Pedestrian Detection Using Deep Neural Networks on Intel® Architecture

Abstract

This paper explains the process to train and infer the pedestrian detection problem using the TensorFlow* deep learning framework on Intel® architecture. A transfer learning approach was used by taking the frozen weights from a Single Shot MultiBox Detector model with Inception* v2 topology trained on the Microsoft Common Objects in Context* (COCO) dataset, and then using those weights on a Caltech pedestrian dataset to train and validate. The trained model was used for inference on traffic videos to detect pedestrians.

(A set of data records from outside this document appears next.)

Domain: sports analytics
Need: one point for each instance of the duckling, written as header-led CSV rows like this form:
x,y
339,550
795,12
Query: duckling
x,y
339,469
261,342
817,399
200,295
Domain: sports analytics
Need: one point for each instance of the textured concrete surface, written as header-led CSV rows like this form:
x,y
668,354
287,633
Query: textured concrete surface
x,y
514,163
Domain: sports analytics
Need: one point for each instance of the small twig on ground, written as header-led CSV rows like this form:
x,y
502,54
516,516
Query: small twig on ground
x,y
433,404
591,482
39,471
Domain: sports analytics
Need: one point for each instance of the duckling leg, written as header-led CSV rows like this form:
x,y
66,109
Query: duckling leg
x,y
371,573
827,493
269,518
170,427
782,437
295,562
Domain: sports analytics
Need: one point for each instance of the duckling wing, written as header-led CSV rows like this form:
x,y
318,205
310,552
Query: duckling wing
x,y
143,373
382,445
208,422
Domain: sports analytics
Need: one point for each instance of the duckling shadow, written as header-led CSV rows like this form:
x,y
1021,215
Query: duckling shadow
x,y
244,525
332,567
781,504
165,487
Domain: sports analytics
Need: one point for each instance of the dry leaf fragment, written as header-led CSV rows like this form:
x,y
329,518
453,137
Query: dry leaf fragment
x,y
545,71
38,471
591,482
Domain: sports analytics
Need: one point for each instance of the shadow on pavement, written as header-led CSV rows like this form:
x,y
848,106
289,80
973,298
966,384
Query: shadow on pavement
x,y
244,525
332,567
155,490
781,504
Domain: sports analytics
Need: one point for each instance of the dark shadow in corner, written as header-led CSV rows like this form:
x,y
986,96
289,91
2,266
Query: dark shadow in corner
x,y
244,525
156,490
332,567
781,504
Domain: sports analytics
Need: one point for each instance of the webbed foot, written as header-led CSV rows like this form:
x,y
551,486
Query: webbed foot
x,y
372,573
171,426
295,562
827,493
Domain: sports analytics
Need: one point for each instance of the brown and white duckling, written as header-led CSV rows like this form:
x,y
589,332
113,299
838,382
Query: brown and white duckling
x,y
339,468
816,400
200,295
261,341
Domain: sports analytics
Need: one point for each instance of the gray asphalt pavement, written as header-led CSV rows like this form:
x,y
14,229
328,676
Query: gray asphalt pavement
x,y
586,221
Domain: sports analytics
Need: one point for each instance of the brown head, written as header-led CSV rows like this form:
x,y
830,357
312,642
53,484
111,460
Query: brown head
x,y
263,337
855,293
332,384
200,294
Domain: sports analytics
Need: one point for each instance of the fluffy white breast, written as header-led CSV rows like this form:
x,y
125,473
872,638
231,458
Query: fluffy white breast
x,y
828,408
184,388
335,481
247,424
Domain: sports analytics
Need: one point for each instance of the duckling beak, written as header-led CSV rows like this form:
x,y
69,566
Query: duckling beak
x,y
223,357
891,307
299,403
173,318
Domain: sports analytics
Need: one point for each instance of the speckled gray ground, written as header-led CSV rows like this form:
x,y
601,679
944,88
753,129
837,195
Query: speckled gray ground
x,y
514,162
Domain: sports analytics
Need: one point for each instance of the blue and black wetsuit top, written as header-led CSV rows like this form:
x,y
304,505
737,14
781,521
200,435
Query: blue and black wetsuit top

The experiments were run on Intel® Xeon Phi™ and Intel® Xeon® Scalable Gold processor-powered systems. Improved model detection performance was observed by creating a new dataset from the Caltech images, and then selectively filtering based on the ratio of image size to object size and training the model on this new dataset.

Introduction

With the world becoming more vulnerable to pronounced security threats, intelligent video surveillance systems are becoming increasingly significant. Video monitoring in public areas is now common; prominent examples of its use include the provision of security in urban centers and the monitoring of transportation systems. These systems can monitor and detect many elements, such as pedestrians, in a given interval of time. Detecting a pedestrian is an essential and significant task in any intelligent video surveillance system, as it provides fundamental information for semantic understanding of the video footages. This information has an obvious extension to automotive applications due to its potential for improving safety systems.

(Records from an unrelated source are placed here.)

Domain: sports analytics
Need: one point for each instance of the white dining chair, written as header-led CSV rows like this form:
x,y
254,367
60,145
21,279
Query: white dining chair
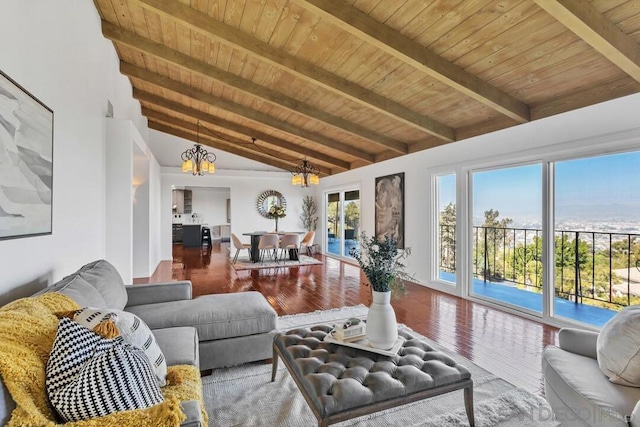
x,y
269,243
290,242
307,242
237,243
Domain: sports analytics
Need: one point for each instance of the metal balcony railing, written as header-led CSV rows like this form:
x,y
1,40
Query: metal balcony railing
x,y
591,265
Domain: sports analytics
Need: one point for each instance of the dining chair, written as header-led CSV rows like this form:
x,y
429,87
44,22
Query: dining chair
x,y
290,242
269,243
307,242
237,243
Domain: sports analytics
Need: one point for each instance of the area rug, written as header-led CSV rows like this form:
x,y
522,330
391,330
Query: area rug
x,y
246,264
245,395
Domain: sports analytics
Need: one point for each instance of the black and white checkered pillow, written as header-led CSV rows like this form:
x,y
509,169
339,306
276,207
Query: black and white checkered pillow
x,y
133,330
90,376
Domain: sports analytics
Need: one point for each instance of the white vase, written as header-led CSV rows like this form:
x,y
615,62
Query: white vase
x,y
382,328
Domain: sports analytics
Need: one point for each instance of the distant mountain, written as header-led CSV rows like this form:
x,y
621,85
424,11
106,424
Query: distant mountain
x,y
619,212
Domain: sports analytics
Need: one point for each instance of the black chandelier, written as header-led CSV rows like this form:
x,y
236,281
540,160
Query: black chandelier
x,y
197,160
305,174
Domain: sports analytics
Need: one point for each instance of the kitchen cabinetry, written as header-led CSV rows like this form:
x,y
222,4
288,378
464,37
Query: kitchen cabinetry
x,y
188,201
177,233
182,201
192,235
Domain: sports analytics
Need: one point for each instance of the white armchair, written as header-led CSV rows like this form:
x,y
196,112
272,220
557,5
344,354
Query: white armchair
x,y
577,390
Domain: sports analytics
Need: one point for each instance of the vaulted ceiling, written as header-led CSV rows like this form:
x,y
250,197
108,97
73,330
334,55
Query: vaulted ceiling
x,y
347,83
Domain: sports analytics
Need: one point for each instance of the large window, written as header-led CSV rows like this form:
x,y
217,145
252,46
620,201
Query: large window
x,y
343,221
583,265
507,236
446,227
597,237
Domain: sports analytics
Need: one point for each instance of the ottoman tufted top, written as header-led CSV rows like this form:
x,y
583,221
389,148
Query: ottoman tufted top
x,y
337,378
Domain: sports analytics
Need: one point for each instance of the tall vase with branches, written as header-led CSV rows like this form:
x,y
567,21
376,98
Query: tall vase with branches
x,y
309,215
384,266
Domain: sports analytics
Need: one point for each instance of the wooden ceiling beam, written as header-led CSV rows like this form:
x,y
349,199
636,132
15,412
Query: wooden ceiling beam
x,y
188,63
228,141
220,123
220,145
200,22
164,82
387,39
583,19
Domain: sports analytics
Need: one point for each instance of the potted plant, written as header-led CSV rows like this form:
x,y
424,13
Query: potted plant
x,y
276,212
383,264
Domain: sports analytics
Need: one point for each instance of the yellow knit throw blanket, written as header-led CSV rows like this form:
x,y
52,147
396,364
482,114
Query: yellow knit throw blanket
x,y
28,328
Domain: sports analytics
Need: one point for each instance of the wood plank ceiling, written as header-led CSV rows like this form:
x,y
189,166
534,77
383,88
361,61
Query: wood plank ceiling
x,y
346,83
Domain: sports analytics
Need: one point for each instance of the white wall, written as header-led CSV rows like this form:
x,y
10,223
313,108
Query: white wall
x,y
211,204
601,128
118,196
56,51
155,215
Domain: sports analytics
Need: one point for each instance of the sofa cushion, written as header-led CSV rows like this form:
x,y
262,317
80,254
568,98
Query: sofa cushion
x,y
619,347
79,290
103,276
581,386
214,316
179,345
134,332
90,376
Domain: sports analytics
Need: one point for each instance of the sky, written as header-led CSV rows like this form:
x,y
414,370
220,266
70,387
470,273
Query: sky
x,y
603,188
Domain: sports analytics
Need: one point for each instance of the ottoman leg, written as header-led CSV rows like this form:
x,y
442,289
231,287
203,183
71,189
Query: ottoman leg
x,y
468,403
274,366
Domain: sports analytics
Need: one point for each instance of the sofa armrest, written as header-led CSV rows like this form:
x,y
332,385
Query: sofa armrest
x,y
158,292
579,342
191,409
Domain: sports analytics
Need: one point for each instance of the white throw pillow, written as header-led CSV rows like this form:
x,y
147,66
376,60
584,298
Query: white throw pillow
x,y
89,376
134,332
619,347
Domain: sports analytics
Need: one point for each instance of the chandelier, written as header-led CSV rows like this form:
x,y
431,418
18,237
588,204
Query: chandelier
x,y
305,174
197,160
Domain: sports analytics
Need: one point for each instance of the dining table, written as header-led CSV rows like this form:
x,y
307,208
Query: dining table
x,y
255,241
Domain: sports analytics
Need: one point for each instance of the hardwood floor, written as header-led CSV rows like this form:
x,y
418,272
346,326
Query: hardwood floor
x,y
505,344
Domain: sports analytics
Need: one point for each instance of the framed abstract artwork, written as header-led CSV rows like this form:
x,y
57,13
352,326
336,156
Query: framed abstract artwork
x,y
26,162
390,207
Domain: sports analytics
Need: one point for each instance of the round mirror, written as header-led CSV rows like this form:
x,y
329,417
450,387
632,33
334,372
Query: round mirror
x,y
270,198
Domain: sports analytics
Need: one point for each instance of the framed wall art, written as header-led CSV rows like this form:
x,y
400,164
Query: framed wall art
x,y
390,207
26,162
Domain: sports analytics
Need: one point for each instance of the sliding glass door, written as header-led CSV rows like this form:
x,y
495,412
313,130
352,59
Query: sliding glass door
x,y
597,237
342,221
507,236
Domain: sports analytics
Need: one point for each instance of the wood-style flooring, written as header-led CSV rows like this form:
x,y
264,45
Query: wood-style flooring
x,y
507,345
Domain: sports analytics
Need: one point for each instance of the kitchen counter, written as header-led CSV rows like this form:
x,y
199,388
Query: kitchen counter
x,y
192,235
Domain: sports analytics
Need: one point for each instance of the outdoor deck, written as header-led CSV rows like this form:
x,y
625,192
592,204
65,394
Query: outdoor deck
x,y
583,313
595,316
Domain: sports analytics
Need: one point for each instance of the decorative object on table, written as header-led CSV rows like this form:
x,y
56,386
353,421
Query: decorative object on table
x,y
197,160
276,212
267,199
383,264
26,145
389,215
235,396
244,263
305,174
308,215
352,329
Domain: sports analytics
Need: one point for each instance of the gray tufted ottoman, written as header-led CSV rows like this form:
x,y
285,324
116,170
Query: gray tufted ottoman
x,y
341,382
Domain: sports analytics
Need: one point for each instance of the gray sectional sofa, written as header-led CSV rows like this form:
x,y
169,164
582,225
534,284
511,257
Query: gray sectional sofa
x,y
209,331
577,390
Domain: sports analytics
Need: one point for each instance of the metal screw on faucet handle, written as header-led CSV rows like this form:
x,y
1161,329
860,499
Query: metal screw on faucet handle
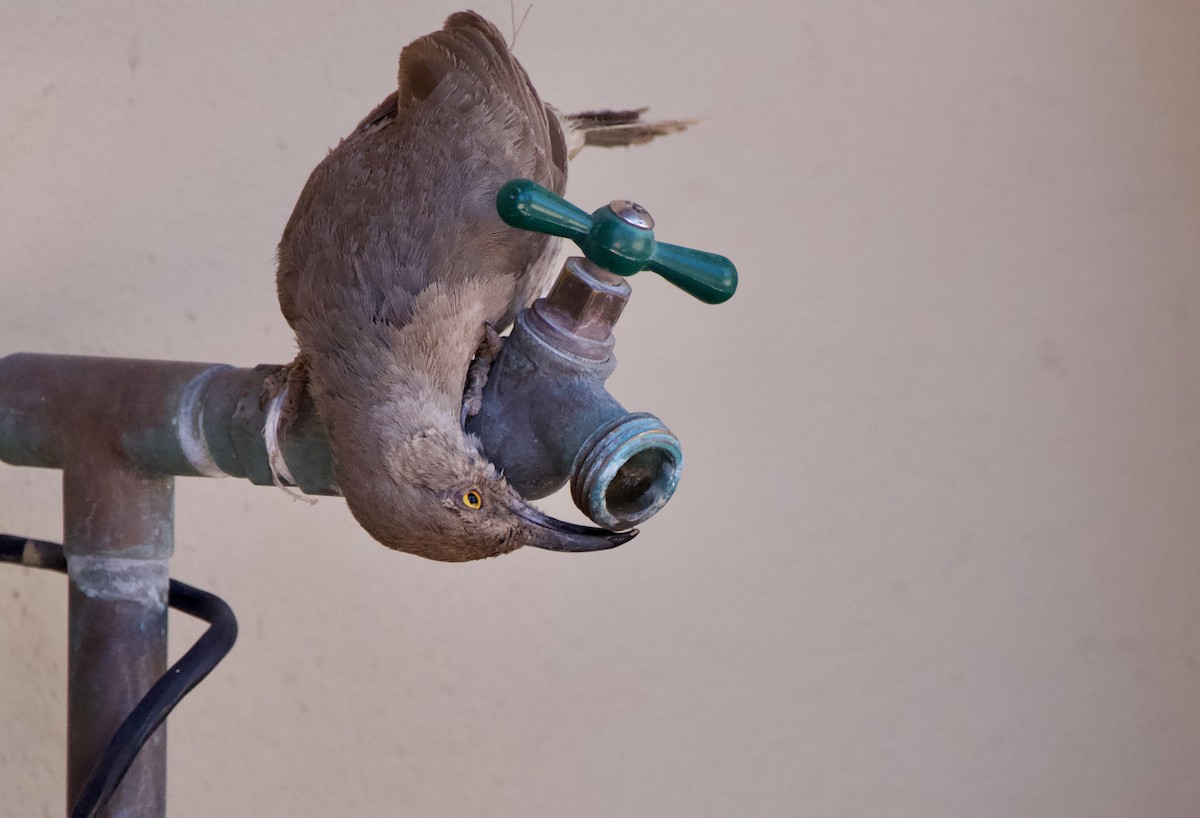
x,y
633,214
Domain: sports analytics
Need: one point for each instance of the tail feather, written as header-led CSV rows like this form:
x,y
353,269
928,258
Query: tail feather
x,y
616,128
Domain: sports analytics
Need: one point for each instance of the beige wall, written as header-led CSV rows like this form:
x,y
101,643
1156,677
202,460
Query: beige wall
x,y
936,548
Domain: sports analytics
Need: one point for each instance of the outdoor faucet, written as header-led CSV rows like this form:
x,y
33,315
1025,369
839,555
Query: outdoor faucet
x,y
546,416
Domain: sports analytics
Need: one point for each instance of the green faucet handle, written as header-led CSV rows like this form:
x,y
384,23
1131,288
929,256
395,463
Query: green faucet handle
x,y
618,238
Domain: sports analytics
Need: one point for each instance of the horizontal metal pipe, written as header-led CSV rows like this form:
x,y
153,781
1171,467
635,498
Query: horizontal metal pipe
x,y
163,417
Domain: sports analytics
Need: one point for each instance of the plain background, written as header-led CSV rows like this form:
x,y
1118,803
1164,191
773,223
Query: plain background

Continued research in the deep learning space has resulted in the evolution of many frameworks to solve the complex problem of image classification, detection, and segmentation. These frameworks have been optimized specific to the hardware on which they are run in order to achieve better accuracy, reduced loss, and increased speed. Intel has optimized the TensorFlow* library for better performance on its Intel® Xeon® Scalable and Intel® Xeon Phi™ processors.

This paper discusses the training and inferencing pedestrian detection problem that was built using the Inception* v2 topology with the TensorFlow framework on an Intel® processor-powered cluster. A transfer learning approach was used by taking the weights for the Inception v2 topology on the Microsoft Common Objects in Context* (COCO) dataset and using those weights on a Caltech dataset to train and validate. Inference was done using traffic videos to detect the pedestrians.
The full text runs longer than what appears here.